Chapter 6 begins with an indictment against Israel (6:1-2). We are in the courtroom similar to Isaiah’s prophecy (see Isa 41:1). God asks what wrong He has done to Israel and Judah (v. 3). He then pleads His case: He saved them in the Exodus (v. 4). He provided godly leadership. He preserved then during the wilderness wanderings (v. 5). So how should His people respond? With outward acts of worship (v. 6)? Even with extravagant outward acts (v. 7)? No. God has told His people what He requires: justice, hesed love, and to humbly walk with Him (v. 8).
But Judah has not offered to God what He requires. So God’s patience is reaching its end (v. 10). Can the just Judge forgive wickedness (v. 11) and deceit (v. 12)? No. God must punish sin (v. 13)! God will take away all they’ve worked for and give it to Babylon (vv. 14-15). This also pictures the final judgment when the wicked are removed from God’s presence and the righteous inherit the earth (see 4:13). And why are they judged? They have walked in the idolatry of Israel (v. 16 – see 2 Chr 21:13).
Chapter 7 begins with a lament for Judah. Judah has been laid bare like trees at harvest (7:1). There are none righteous to be found (v, 2), only evil-doers (v. 3). The best of them are no good, so punishment has come upon them (v. 4). The wickedness of the people is pictured as the lack of trustworthiness between friends and lovers (v. 5) and war within one’s own family (v. 6). Jesus quotes this as fulfilled in the division between the saved and the unsaved (see Matt 10:34-36).
And even in the midst of this, Micah (and the righteous) look to God and wait for His salvation (v. 7). This is what the church is to do in here and now. Though we fall in this life, God will raise us up (v. 8). Though we live in a world of darkness, God will be our light. Though we suffer and are chastised in this world, and even though we are sinners, God will plead our case for us and vindicate us (provide justification! – v. 9). God will vindicate us and all the world will see (v. 10 – a reference to our resurrection)!

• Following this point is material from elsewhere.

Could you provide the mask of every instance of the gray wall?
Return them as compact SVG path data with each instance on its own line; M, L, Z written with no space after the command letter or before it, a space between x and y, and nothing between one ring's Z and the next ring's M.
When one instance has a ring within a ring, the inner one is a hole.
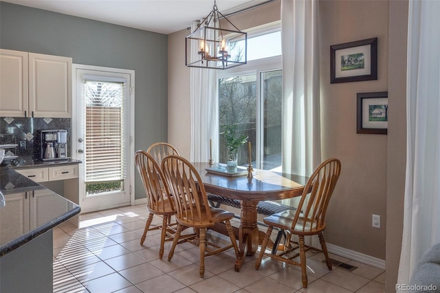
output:
M165 34L0 2L1 48L135 71L135 149L167 140L167 46Z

In verse 11, God tells Judah that her boundaries will be extended (see Isa 26:15). To God’s dwelling will come the nations, even Israel’s enemies (pictured in Egypt nd Assyria – v. 12). And those who do not will be judged (v. 13). Verse 14 speaks of God’s presence with His people. He is our Shepherd and we are His flock. We dwell in a garden – a reference to Eden where God first dwelt with man.1 Verse 15 speaks of God’s presence with us in salvation. Verses 16 speaks of our final vindication in the sight of the wicked, who in verse 17 are compared with Satan, the first sinner of creation that was expelled from God’s presence (see Gen 3:14-15).
Micah ends with praise to God. He is the only God that pardons the sin of the remnant and who delights in showing us hesed love (v. 18). Even though we are in captivity (physically speaking of the remnant of Judah, spiritually speaking of us before God saved us) God will have compassion and remove our sin from us (v. 19). He is faithful to the true Israel (see Gal 6:16), to the true offspring of Abraham (v. 20 – see Gal 3:29). This was promised from the very beginning (again, see Gen 3:15).
1 While I would not die on this hill (no pun intended), I think it is very possible that Eden was located on Mount Hermon in Bashan, where man lived with God “in the days of old.”